目指すのは、ロボットが人間と対等に共存する社会

友だち4人と「燈テクノロジー」というグループを組んで、ロボットと人間が対等に共存する社会をつくることを目指し活動しています。
でも僕たちの活動はこの目標を起点に始まったわけではありません。“ロボットアームをつくりたい”、“ディスプレイを動き回らせたい”といったやりたいことが先にありました。それを実現するためには、ただ「つくりたい」と言っているだけでは難しい。資金面の問題もありますし、一人ではつくれません。周りの人たちに理解してもらうために、みんなで1ヶ月くらい話をして、何のためにつくるのか、なぜつくりたいと思ったのかをめちゃくちゃ考えました。その結果、“ロボットと人間が対等に共存するためなのではないか”という結論に至ったんです。

今(※取材時点)は、これまで制作してきたロボットをパソコンで一括制御することを目指して日々奮闘しています。

面白いんじゃないかと思ったアイディアを形に

動くディスプレイが空間を切り取っていく

TOKYO<β>奨学金は、空間を切り取りながら動くディスプレイの制作に活用しています。はじめに小さいサイズのものを作って、9月に大きいものを作り直しました。これから上下の動きを追加したり、一括制御の技術もこのロボットに応用できないか考えています。まだ平面の表現しかできないですが、プログラムを改善していく予定です。

この動くディスプレイは「動画を撮るときはスマホを動かしながら撮るのに、見るときは止まって見るのってなんでだろう。見るときもディスプレイが動いたらスマホの向こう側の世界が、こちら側の世界と同じようにある状態になって面白いんじゃないか」と思ったことがきっかけでつくりはじめました。

一度、断念した夢を、仲間と実現した喜び

動くディスプレイを組み立てていく

成功したときは本当に嬉しかったです。実は中学生のときに同じくらいのサイズの人型ロボットの開発にチャレンジしていたのですが、コロナ禍やお金の問題もあって断念してしまって。ずっとこのサイズの動くロボットを作るのが夢だったんです。
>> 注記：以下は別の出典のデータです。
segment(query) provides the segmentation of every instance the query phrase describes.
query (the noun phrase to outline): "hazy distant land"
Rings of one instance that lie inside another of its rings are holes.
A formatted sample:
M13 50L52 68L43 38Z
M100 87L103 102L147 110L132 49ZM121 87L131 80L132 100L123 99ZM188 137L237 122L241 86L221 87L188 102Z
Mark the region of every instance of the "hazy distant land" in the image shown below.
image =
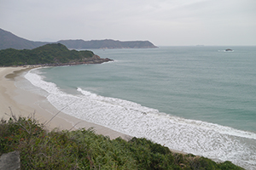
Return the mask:
M58 43L64 44L67 48L91 49L91 48L157 48L149 41L127 41L121 42L111 39L106 40L61 40ZM13 33L0 28L0 49L32 49L49 42L33 42L19 37Z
ロボット開発において大切なのは技術力だけだと思い込んでいる時期もあったんですけど、やっぱり仲間が大切だし、資金集めも大切だし。アイディアが実現したことももちろんですが、単に技術力の向上ということではなく、この数年で学んだ大切なことすべてが組み合わさって、この大きさのロボットが動いたっていうのが、とても嬉しかったです。

ずっとものづくりが好きだった

正確には覚えていませんが、小さい頃は戦隊モノの変身するロボットのおもちゃでよく遊んでいました。その後、レゴ®️を手に入れ、戦隊モノのロボットや自分で考えた未来の車などをつくるように。小学校の高学年の頃には、木や100均で売っているような工作用の紙で工作をよくやっていた思い出があります。

ものづくりの楽しさを感じるのは…

小学生の頃からロボットに興味はあったのですが、ロボットってはじめるのが難しいんですよ。何からやればいいのかわからないから、はじめられなくて。中学に入ったら、普通の公立中学なんですけど、たまたまロボットをつくっている部活があって。そこでロボットをつくりはじめました。最初は先輩たちに知識を教えてもらって、徐々にネットや本で独学で調べながら制作するようになっていきました。

ものづくりの楽しさを語ってくれた

今思えば、ロボットというより、ものづくりが好きだったのかもしれません。ものづくりの楽しさを感じるのは、一番最初に何をつくろうかなと考えているときと、それが現実になったとき。もちろんその間の試行錯誤も新しいことを知ることができて楽しいんですけど、徹夜しなくちゃいけなかったり辛いことがないわけではないです(笑)

今ある問題の解決がすべてではない

動き回るディスプレイ

さっき話した動き回るディスプレイの話をすると、よく聞かれるのが“何に役立つのか”ということ。もちろん僕もそれは重要だと思っているけれど、今のところ妙案は思いついていなくて……。
技術を説明するときに、“今すぐ役立ちます”、“こういう問題を解決できます”と説明するのが一番伝わりやすいことはわかっているんですが、でもそれは僕がやりたいことではない。すぐには役立たないかもしれないけど、ディスプレイを動かすっていう発想が今はないじゃないですか。面白そうだなと思ったらまずつくってみる。それを知った誰かが何かに活かしてくれるかもしれないし、僕も何か思いつくかもしれないし。まずやってみることは、無駄ではないはず。学生のうちは、やりたいことにどんどんチャレンジしていこうと思っています。

理解されることと、伝わることは違う

このディスプレイの面白さは、伝わらない人にすごく響かないんですけど、わかってくれる人はめちゃくちゃわかってくれるんです。TOKYO<β>奨学金のプレゼンテーション後のフィードバックで、「あんまりよくわからなかった」みたいなことを言われちゃって。「あぁ、伝わらなかったな。ダメだったな」って思っていたのですが、結果的に採択していただくことができました。
この経験を通じて、僕がやろうとしている技術そのものを理解してもらえなくても、伝わるものがあるんだなということに気がついたんです。まだまだアイディアがたくさんあるので、どんどん形にしていきたいです。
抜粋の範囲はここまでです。